IndicNLG suite is a collection of datasets for benchmarking Natural Language Generation (NLG) for 11 Indic languages spanning five diverse NLG tasks. The datasets were created using a combination of crawling websites, machine translation, n-gram count and regular expression based cleaning . Overall, the suite contains about 8.5M examples across all languages and tasks and is the largest multilingual NLG dataset to date as well as the first of its kind for Indic languages. You can use these datasets to benchmark your own NLG systems.

  • Supported languages: Assamese, Bengali, Gujarati, Hindi, Marathi, Odiya, Punjabi, Kannada, Malayalam, Tamil, and Telugu.
  • Supported NLG tasks and datasets: Biography generation using Wikipedia infoboxes (WikiBio), news headline generation, sentence summarization, question generation and paraphrase generation.
  • Datasets are available in json file and HuggingFace format.

You can read more about IndicNLGSuite in this paper.

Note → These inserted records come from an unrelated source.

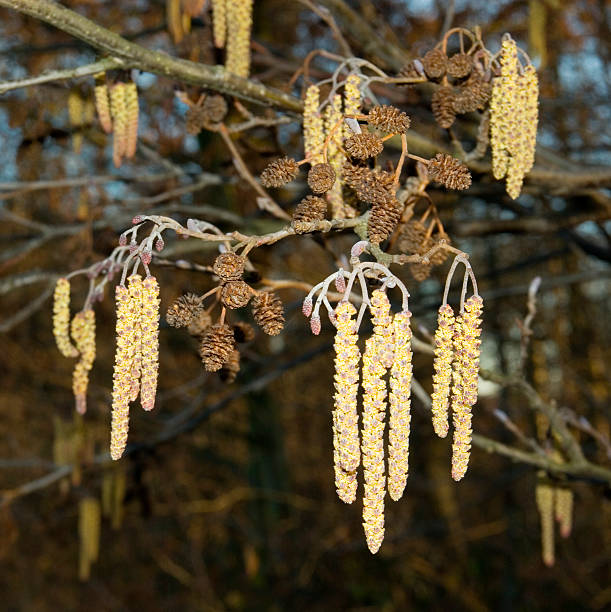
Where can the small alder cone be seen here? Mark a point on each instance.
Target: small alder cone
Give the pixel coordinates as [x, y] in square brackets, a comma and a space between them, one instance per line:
[216, 347]
[467, 331]
[230, 369]
[61, 318]
[184, 310]
[442, 105]
[383, 219]
[229, 266]
[243, 332]
[363, 146]
[544, 494]
[235, 294]
[268, 312]
[400, 402]
[83, 334]
[442, 365]
[448, 171]
[435, 63]
[346, 451]
[279, 172]
[311, 208]
[389, 119]
[460, 65]
[321, 178]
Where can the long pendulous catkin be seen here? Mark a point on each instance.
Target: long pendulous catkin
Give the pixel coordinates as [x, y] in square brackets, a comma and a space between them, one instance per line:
[239, 23]
[467, 331]
[83, 334]
[61, 318]
[442, 365]
[346, 451]
[399, 406]
[378, 353]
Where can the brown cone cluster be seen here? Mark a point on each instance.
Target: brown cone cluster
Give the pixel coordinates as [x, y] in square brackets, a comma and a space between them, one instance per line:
[311, 208]
[321, 177]
[268, 312]
[279, 172]
[184, 310]
[216, 347]
[389, 119]
[448, 171]
[363, 146]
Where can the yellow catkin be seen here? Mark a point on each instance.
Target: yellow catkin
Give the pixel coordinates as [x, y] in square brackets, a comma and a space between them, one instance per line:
[346, 451]
[313, 126]
[61, 318]
[563, 510]
[399, 406]
[118, 111]
[131, 109]
[466, 367]
[333, 114]
[122, 374]
[219, 22]
[442, 364]
[149, 325]
[544, 494]
[89, 534]
[378, 352]
[239, 23]
[102, 105]
[83, 334]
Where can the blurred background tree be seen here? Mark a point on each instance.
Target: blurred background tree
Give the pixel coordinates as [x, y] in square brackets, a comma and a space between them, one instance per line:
[225, 499]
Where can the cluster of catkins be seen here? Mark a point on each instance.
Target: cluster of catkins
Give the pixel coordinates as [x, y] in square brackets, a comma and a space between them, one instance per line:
[82, 331]
[513, 119]
[137, 354]
[117, 107]
[217, 346]
[388, 349]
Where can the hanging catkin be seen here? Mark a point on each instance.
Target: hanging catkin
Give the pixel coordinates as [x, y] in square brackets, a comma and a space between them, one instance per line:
[346, 452]
[399, 403]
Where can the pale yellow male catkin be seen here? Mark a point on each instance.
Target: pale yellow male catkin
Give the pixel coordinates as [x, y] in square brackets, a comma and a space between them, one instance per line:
[239, 24]
[346, 451]
[61, 318]
[399, 406]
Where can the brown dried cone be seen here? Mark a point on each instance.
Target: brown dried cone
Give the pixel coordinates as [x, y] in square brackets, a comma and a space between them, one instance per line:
[363, 146]
[279, 172]
[214, 108]
[460, 65]
[229, 371]
[184, 310]
[311, 208]
[243, 332]
[435, 63]
[235, 294]
[321, 178]
[200, 324]
[383, 219]
[448, 171]
[216, 347]
[268, 312]
[229, 266]
[389, 119]
[442, 105]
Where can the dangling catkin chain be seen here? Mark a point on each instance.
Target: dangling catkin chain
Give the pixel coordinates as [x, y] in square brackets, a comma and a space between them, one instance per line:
[83, 334]
[61, 318]
[399, 401]
[467, 331]
[346, 452]
[378, 349]
[239, 23]
[442, 376]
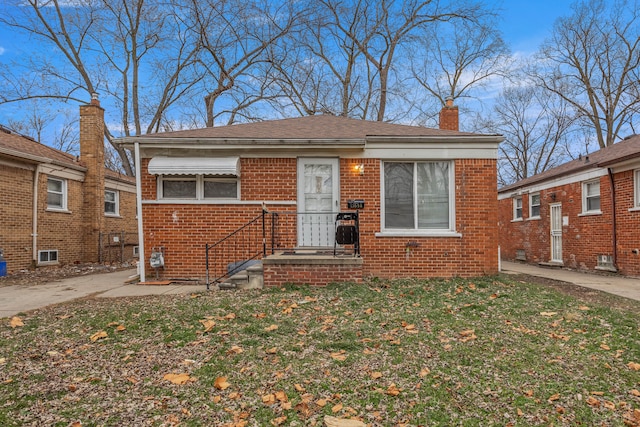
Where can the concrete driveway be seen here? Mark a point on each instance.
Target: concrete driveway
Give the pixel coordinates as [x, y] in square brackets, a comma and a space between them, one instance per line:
[17, 299]
[627, 287]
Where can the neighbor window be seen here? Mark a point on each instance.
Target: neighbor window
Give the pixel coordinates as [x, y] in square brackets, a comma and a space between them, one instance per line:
[591, 196]
[417, 195]
[197, 187]
[517, 208]
[48, 257]
[534, 205]
[111, 202]
[56, 194]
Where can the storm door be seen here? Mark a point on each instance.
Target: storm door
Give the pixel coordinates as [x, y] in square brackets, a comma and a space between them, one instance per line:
[317, 201]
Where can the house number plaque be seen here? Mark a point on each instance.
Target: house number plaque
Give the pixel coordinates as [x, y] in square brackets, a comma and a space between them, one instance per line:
[355, 204]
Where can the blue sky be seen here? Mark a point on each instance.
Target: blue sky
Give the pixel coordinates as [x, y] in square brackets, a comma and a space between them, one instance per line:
[525, 24]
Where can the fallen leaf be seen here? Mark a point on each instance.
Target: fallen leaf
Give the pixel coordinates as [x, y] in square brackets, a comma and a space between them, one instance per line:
[98, 335]
[15, 322]
[554, 397]
[278, 421]
[208, 324]
[592, 401]
[221, 383]
[393, 390]
[340, 356]
[268, 399]
[548, 313]
[178, 378]
[330, 421]
[235, 350]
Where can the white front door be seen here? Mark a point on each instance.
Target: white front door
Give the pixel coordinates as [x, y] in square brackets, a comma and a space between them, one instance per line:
[556, 232]
[317, 201]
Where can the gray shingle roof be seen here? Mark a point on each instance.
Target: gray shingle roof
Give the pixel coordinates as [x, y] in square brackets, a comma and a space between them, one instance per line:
[306, 128]
[629, 148]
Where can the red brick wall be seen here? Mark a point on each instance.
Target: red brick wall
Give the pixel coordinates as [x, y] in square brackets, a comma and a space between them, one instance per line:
[183, 229]
[627, 225]
[62, 230]
[585, 237]
[16, 215]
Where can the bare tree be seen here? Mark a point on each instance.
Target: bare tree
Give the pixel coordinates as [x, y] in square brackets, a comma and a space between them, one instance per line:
[234, 37]
[537, 130]
[103, 46]
[388, 25]
[592, 62]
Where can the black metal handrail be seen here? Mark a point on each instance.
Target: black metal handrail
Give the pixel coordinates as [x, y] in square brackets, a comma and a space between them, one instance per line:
[243, 245]
[288, 231]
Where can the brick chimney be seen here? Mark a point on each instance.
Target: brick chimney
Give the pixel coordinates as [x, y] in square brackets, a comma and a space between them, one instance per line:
[449, 116]
[92, 156]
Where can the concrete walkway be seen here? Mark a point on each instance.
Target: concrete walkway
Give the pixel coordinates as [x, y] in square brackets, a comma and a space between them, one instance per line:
[627, 287]
[17, 299]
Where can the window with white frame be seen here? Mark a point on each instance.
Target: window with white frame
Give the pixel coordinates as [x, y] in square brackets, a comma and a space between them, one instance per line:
[534, 205]
[591, 196]
[111, 202]
[417, 196]
[197, 187]
[636, 175]
[517, 208]
[56, 193]
[49, 256]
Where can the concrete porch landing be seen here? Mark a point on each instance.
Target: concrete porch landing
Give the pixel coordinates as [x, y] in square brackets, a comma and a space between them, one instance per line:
[311, 269]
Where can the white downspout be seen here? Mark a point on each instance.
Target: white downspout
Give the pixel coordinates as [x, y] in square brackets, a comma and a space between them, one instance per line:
[34, 230]
[141, 258]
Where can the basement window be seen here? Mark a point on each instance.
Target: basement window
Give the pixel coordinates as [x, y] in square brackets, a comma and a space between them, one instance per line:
[48, 257]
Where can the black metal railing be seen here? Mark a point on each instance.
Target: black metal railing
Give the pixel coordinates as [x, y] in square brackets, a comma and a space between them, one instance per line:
[236, 251]
[265, 234]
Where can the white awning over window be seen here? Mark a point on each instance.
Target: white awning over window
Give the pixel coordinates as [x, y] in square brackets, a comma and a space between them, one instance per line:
[195, 166]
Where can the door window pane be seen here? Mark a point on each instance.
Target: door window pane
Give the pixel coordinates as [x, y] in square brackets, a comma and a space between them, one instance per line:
[398, 195]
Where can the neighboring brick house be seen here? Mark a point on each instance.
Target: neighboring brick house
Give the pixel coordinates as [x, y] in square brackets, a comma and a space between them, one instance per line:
[584, 214]
[430, 195]
[59, 207]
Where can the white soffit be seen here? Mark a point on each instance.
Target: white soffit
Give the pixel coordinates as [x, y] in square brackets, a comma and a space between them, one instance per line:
[195, 166]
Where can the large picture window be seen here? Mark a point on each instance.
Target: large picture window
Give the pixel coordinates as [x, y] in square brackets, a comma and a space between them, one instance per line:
[417, 196]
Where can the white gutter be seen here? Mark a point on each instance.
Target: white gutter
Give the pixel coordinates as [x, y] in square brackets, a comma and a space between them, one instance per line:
[34, 232]
[141, 258]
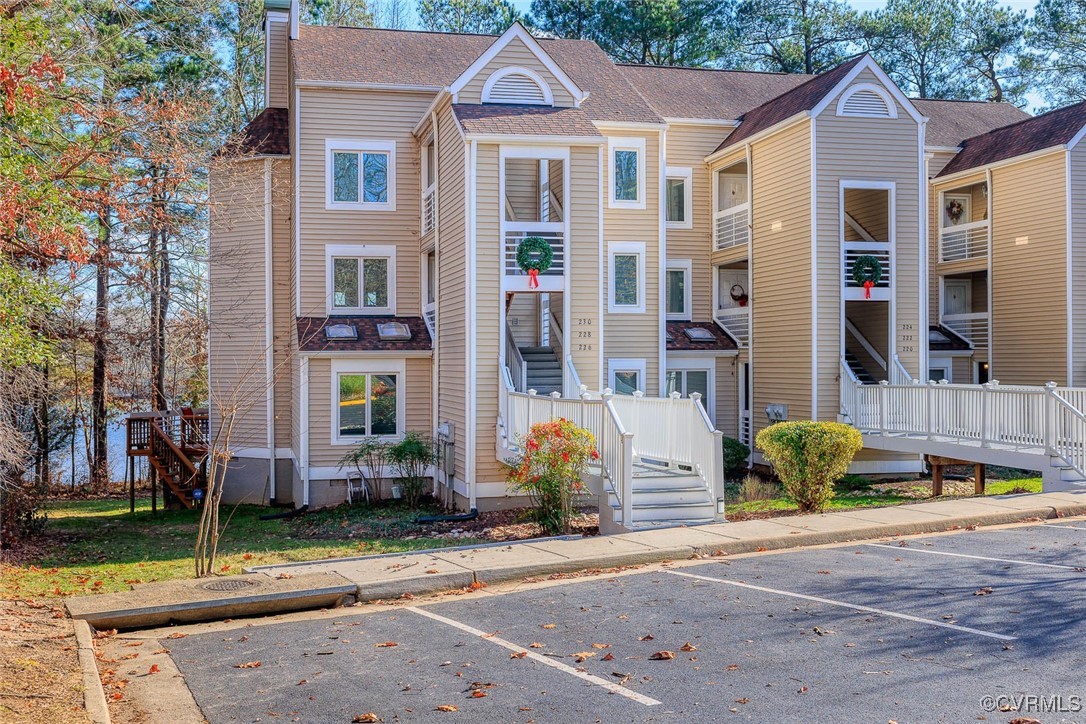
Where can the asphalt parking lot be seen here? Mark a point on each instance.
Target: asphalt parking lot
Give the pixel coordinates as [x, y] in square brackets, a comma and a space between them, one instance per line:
[977, 625]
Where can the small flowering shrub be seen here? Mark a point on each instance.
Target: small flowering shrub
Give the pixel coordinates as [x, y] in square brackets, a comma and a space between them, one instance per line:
[555, 456]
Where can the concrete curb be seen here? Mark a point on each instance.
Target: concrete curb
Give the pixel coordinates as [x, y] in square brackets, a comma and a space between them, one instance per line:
[93, 695]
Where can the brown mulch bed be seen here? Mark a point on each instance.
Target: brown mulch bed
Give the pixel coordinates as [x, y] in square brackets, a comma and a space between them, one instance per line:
[40, 681]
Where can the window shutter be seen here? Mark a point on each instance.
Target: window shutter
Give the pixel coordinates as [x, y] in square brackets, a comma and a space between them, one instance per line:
[516, 88]
[866, 103]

We have benchmarked our own monolingual and multilingual models based on IndicBART and found that our models perform at par with or are better than baseline models such as mT5.

Downloads

The datasets and models are available on HuggingFace

Task Dataset Model
Biography Generation IndicWikiBio Coming Soon
Headline Generation IndicHeadlineGeneration Coming Soon
Sentence Summarization IndicSentenceSummarization Coming Soon
Paraphrase Generation IndicParaphrase Coming Soon
Question Generation IndicQuestionGeneration Coming Soon

IndicBART fine-tuning and decoding

  • Follow the setup instructions here.
    • We use the YANMTT toolkit for fine-tuning IndicBART.
  • Extract the input and target text from the jsonl format files or HuggingFace format files.
    • For question generation, concatenate the question and context into a single line.
    • Convert the scripts in the extracted files into Devanagari using the Indic Script Converter.
  • Here is a command for fine-tuning IndicBART for summarization.
    • The correct input and output file paths should be provided.
    • Use appropriate hyperparameters according the paper.
  • Decode the test set using the fine-tuned model after modifying this command.
    • Map the output to the original script using the script converter.
  • Alternatively: IndicBART is uploaded to HuggingFace hub here.
    • Modify the HuggingFace summarization script to use the IndicBART model.
    • This script can use the json as well as HuggingFace format files.
    • Ensure that script mapping is done before training and after decoding.

Contributors

  • Aman Kumar
  • Prachi Sahu
  • Himani Shrotriya
  • Raj Dabre
  • Ratish Puduppully
  • Anoop Kunchukuttan
  • Amogh Mishra
  • Mitesh M. Khapra
  • Pratyush Kumar

Citing

If you use IndicNLG Suite, please cite the following paper:

@misc{kumar2022indicnlg,
      title={IndicNLG Suite: Multilingual Datasets for Diverse NLG Tasks in Indic Languages}, 
      author={Aman Kumar and Himani Shrotriya and Prachi Sahu and Raj Dabre and Ratish Puduppully and Anoop Kunchukuttan and Amogh Mishra and Mitesh M. Khapra and Pratyush Kumar},
      year={2022},
      eprint={2203.05437},
      archivePrefix={arXiv},
      primaryClass={cs.CL}
}   

License

Datasets

Different datasets are released under different licenses

Creative Commons License

IndicHeadlineGeneration, IndicSentenceSummarization and IndicParaphrase are licensed under a Creative Commons Attribution-NonCommercial 4.0 International License.

Creative Commons License
IndicWikiBio and IndicQuestionGeneration are licensed under a Creative Commons Attribution-ShareAlike 4.0 International License.

Models

All models are released under the MIT license.